Baltic Studies Program celebrates 25th Anniversary

Submitted by Gregory R Pflaumer on

The UW Baltic Studies Program celebrated its 25th Anniversary on April 26, 2019.
To celebrate, Baltic program alumni and past instructors flew in from California, Maine, Minnesota, Wisconsin, Estonia and Latvia, joining current students, faculty, administrators, and community supporters at the Husky Union Building for an intensive day of history-making.
Up to now, nobody had written down the program’s history. The event aimed to fill this gap by crowd-sourcing memories: A series of forty speakers were allotted 5 minutes each each to speak, and their presentations were recorded for deposit into the UW Archives. They began at 8:30 and ended after 5:00, pausing only for short coffee breaks and lunch.
Morning sessions featured alumni stories: memories, photos, and video clips recalling Estonian, Latvian and Lithuanian language classes at the UW from 1994 to 2019. Some reported on their exchanges and travel to the Baltic, others talked about their jobs and careers after UW, and many spoke of wonderful encounters with Estonians, Latvians and Lithuanians. 
Afternoon sessions reviewed the Baltic Program’s history: Administrative and academic steps taken to establish Estonian, Latvian and Lithuanian language instruction; how these courses developed from 1994 to 2019, and new courses established to engage Baltic culture, history, politics and society; how Baltic Studies was integrated into the general curriculum of the Scandinavian Department, when courses on Scandinavian mythology, literature, cinema, history and politics were expanded to include Estonian, Latvian and Lithuanian content.
UW faculty and administrators reported on conferences, international exchanges to and from the Baltic, translation projects, and Baltic collections at the UW libraries. Graduate students and faculty from the UW School of Music recalled four concert tours to the Baltic. Finally, Scandinavian Department Advisory board members and local of the local Estonian, Latvian, and Lithuanian community representatives recalled their fundraising to create the $3,000,000 endowment that will support UW Baltic Studies in perpetuity.
On the following day, Baltic Studies took concrete form at the annual REECAS-NW conference, which was this year hosted by the UW. The conference featured a series of five Baltic Studies panels: Linguistics, Music, Literary Translation, History, and Politics, with papers presented by Baltic program alumni, and past and present Baltic faculty.

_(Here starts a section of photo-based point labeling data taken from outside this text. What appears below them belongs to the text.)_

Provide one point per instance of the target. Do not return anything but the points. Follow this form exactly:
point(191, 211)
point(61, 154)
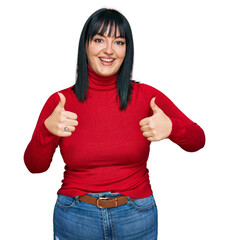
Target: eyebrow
point(100, 34)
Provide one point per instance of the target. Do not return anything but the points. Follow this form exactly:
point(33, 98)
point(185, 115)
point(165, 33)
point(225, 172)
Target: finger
point(62, 100)
point(144, 121)
point(71, 129)
point(154, 106)
point(70, 115)
point(147, 134)
point(70, 122)
point(145, 128)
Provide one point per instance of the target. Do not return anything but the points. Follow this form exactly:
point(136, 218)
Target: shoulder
point(144, 88)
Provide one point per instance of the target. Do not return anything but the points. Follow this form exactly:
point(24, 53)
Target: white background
point(181, 48)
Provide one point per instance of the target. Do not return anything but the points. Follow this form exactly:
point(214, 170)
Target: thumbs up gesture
point(156, 127)
point(61, 123)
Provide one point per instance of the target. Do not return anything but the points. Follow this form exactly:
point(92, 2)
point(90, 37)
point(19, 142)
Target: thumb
point(62, 100)
point(153, 105)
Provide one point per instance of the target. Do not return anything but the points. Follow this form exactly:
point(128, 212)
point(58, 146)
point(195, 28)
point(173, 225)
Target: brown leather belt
point(105, 202)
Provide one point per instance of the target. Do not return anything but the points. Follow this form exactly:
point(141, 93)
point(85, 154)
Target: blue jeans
point(77, 220)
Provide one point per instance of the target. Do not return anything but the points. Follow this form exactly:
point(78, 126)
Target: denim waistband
point(104, 194)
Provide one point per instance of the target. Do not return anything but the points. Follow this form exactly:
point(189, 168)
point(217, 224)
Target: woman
point(104, 125)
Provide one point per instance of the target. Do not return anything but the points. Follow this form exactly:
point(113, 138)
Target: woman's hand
point(158, 126)
point(61, 119)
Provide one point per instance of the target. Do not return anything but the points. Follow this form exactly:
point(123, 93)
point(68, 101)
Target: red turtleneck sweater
point(107, 151)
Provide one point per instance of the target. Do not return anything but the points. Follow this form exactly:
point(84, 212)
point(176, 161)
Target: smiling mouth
point(108, 60)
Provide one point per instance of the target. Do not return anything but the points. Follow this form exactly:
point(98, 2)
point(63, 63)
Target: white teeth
point(107, 60)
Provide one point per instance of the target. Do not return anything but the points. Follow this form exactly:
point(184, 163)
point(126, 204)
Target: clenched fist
point(156, 127)
point(61, 123)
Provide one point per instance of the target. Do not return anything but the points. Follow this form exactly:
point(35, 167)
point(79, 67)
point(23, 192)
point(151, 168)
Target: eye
point(120, 42)
point(98, 40)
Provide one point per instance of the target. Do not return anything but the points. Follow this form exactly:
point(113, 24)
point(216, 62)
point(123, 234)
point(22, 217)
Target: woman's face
point(105, 54)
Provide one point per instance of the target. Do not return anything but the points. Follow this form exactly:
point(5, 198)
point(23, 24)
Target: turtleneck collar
point(99, 82)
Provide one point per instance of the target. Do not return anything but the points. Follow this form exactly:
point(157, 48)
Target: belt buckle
point(97, 201)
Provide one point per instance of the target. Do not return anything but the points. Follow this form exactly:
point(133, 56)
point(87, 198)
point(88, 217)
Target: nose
point(108, 48)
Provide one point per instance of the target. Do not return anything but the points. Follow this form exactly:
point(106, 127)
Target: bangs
point(106, 20)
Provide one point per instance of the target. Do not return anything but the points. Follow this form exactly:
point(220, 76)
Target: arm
point(39, 152)
point(184, 132)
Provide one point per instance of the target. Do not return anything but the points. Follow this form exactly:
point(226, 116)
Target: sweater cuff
point(45, 136)
point(178, 130)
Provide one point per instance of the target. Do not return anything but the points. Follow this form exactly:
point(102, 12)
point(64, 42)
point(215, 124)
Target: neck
point(99, 82)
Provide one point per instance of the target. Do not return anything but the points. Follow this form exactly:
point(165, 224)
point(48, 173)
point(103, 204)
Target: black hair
point(97, 23)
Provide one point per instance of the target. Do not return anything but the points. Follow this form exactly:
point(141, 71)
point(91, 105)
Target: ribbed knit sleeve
point(39, 152)
point(186, 133)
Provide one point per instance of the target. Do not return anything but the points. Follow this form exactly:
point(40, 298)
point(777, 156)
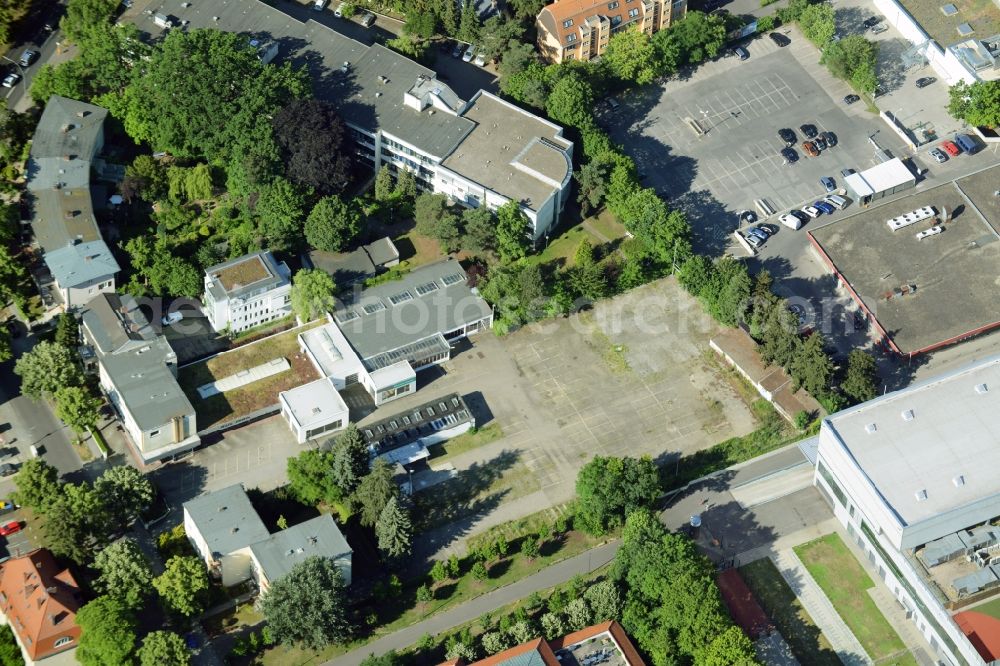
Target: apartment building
point(401, 116)
point(580, 29)
point(247, 291)
point(912, 477)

UW Baltic Studies launched its 26th year in Fall 2019. Students are again enrolling classes to study Estonian, Latvian and Lithuanian languages. They are writing essays and theses on Baltic topics, and planning research trips to Estonia, Latvia and Lithuania. In this anniversary year it was pleasant to stop for a moment and look back to remember where we’ve been over these past 25 years.... and it is equally exciting to look forward, imagining the journey ahead. There’s a great Norwegian expression for that, “Takk for sist” (“thanks for last time”), to which Balts might answer, “Nägemiseni“ or “Iki pasimatymo” or “Uz redzēšanos” (“until we see again”), at the Baltic Program’s 50-year Anniversary in 2044!